For many people, maybe even most, “unplugging” is actually anxiety producing. Research shows that over 60 percent of people who use smart phones don’t – or can’t – go more than an hour without checking their phone. For some, this has become an addiction, where the “fix” is checking the phone, and genuine withdrawal symptoms appear when the individual can’t get to the phone. Without a doubt, technology addiction is harmful to marriages.
In your situation, we don’t know if your husband has become a true technology addict. Does he get edgy on Shabbos, rather like the old-time smoker who missed his habit? Can he attend a shiur without checking his phone? How about when he davens? A very solid habit is not the same as an addiction, so let’s discuss your question with the assumption that your husband is, indeed, very attached to his cell phone but not necessarily addicted. In any event, we have to deal with the presence of smart phones in our lives.
There are a number of steps you can take to make your date nights more enjoyable for both of you:
1) Demonstrate the importance of your time out together. You can do this by surprising your husband with a plan that’s a bit different from your usual, such as going to a different place to eat or even choosing a different activity altogether. Dress up for the occasion, as you would if you were going to visit another couple or attend a low-key dinner.
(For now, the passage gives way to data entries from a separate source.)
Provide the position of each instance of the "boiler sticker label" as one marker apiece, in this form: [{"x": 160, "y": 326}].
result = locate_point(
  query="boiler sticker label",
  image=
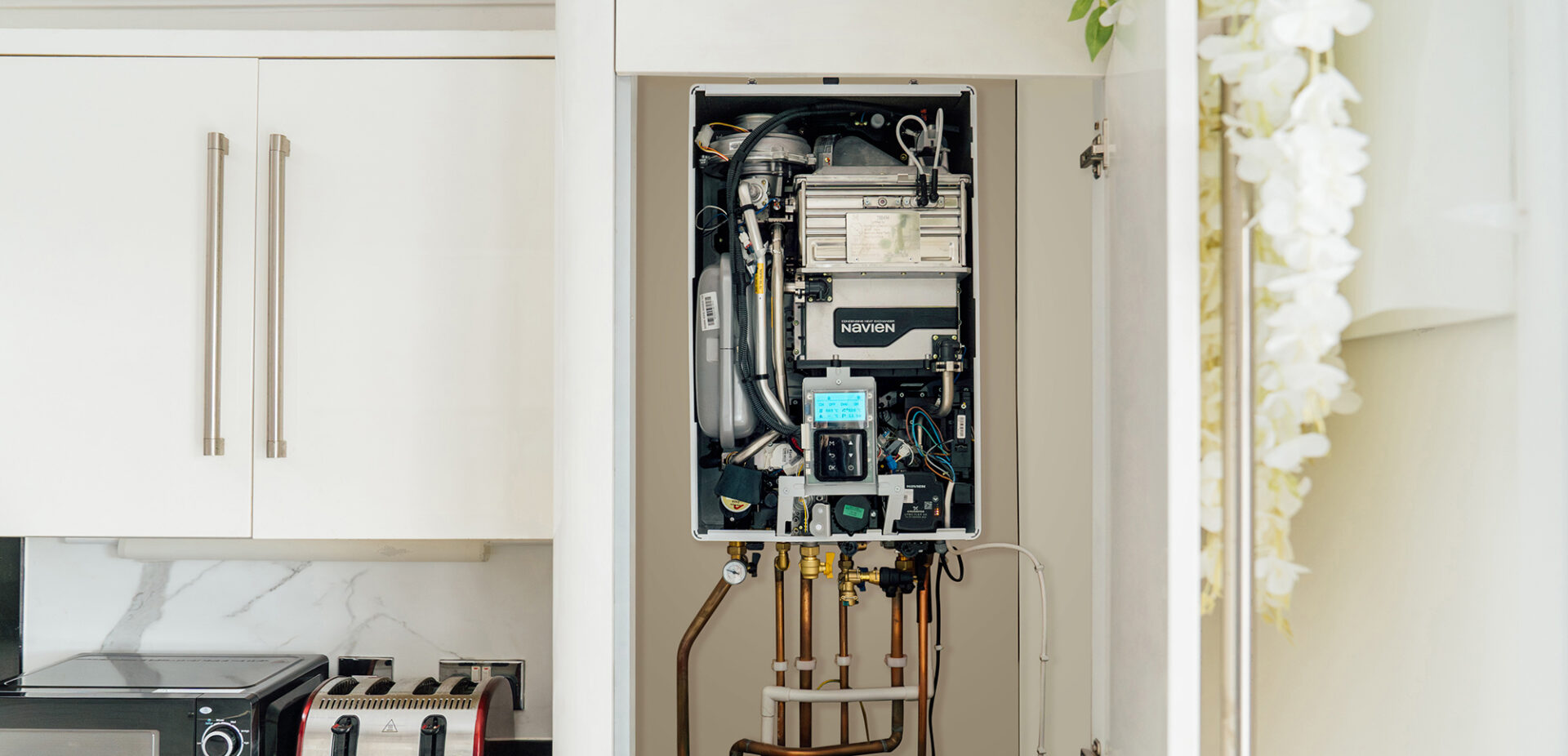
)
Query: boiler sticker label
[{"x": 709, "y": 309}]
2) Make sure to focus on your husband and on the issues that matter to him. Is he into news from Eretz Yisrael? Then ask him about what he’s read or heard recently. Look at him when he speaks and show your interest. Avoid talking about the list of chores you want to take care of this week, about worries you may have, or about the children and their issues. Make it clear that you view this as couple’s time and that you’re putting other matters on hold to make the evening especially pleasant and enjoyable.
3) After trying this two or three times, see if your husband is checking his cell phone less frequently. If he is, keep up the good work. If not, then before your next time out, clearly and calmly state what you would like from him. Rather than ask if you’re “as interesting as his phone,” let him know that this time together is important to you and you are asking him to leave his phone in his pocket or even in the car. You can share with him a cartoon I just saw: A husband and wife are about to turn off the light, and each one, with cell phone in hand, sends a text to the other, saying, “Good night, Dear. Sleep well.”
Pulling the plug, even for an hour, means you can connect to each other. We may never be able to eliminate cell phones, any more than we eliminated the landline phone in its time. We can, however, decide to control these technological apparatuses at least a bit more than they control us.
I applaud your determination to keep the spark in your marriage and to think about enhancing your relationship as you enter this new stage in your lives. I bentch you that Hashem should “smile” upon your efforts and reward them with much success.